During this period, the refinery loaded 2,207 out of the 3,621 trucks dispatched, transporting a total of 102,973,025 litres of the targeted 400 million litres of petrol, initially scheduled for lifting at a rate of 25 million litres per day.

According to records reviewed by PREMIUM TIMES, this represented just 26 percent of the expected output.

The NNPC began lifting petrol from Dangote Refinery on September 15 as its sole off-taker. On the same day, the company announced it was purchasing petrol from the refinery at ₦898.78 per litre and selling it to marketers at ₦765.99 per litre, effectively subsidizing the product by about ₦133 per litre.
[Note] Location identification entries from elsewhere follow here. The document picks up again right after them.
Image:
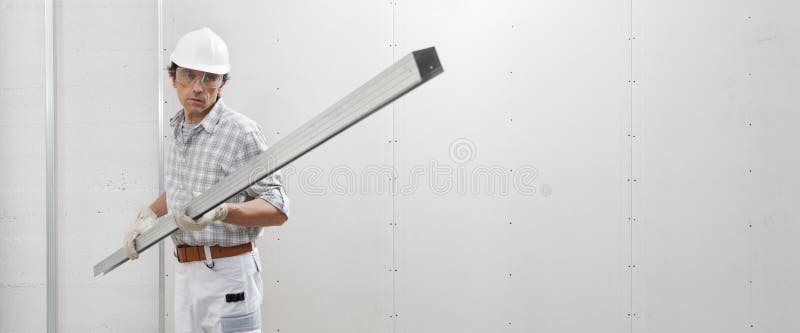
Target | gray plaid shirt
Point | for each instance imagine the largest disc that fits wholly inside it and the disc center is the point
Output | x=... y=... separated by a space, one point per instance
x=222 y=142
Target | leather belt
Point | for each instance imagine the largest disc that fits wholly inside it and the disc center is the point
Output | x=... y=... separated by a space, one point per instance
x=186 y=253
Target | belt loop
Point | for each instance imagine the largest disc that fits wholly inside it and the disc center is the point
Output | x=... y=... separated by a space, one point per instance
x=209 y=260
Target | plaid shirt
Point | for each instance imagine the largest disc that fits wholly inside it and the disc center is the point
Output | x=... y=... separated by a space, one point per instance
x=221 y=144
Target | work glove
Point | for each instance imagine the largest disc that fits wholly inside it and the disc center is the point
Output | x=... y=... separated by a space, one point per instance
x=144 y=221
x=186 y=223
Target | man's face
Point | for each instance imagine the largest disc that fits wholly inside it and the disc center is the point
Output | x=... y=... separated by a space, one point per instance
x=195 y=91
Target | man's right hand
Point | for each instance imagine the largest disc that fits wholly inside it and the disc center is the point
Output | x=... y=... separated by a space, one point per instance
x=143 y=222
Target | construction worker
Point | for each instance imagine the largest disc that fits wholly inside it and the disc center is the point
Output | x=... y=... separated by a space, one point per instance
x=218 y=284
As supplies from the Dangote Refinery are distributed to fueling stations nationwide, the NNPC indicated that petrol prices would rise due to depot sale prices, statutory charges, transportation costs, and regional distribution challenges.

Despite this, petrol pump prices at NNPC stations across Nigeria have ranged between ₦855 and ₦897 over the past month, depending on location.

However, with the NNPC depleting its imported petrol stock and increasingly relying on shipments from Dangote Refinery, insiders have warned that a price hike is inevitable.

Previously, the company’s September 16 pricing template indicated that once all costs were factored in, petrol prices at Lagos stations would rise to ₦950.22 per litre, ₦980.22 in Rivers State, and ₦992.22 in Abuja.

In Nigeria’s North-West geopolitical zone, the cost was projected to reach ₦999.22 per litre, with prices in Borno and other North-Eastern states expected to hit ₦1,019 per litre. In the South-East, petrol was estimated to cost ₦980.22 per litre, while in South-West states (Oyo, Ogun, Ekiti, Osun, Ondo), it would be ₦960.22 per litre.

However, insiders indicated that the September 16 estimate is now outdated due to fluctuations in the foreign exchange rate and rising crude oil prices driven by escalating tensions in the Middle East.

“With crude now trading above $78 per barrel as of Sunday and the naira exchanging at ₦1,660 to a dollar, there is no way petrol can sell for less than ₦1,350 per litre in Nigeria,” an official said.

On September 3, the NNPC had already raised petrol prices at its pumps from ₦617 per litre to between ₦855 and ₦897, depending on the location.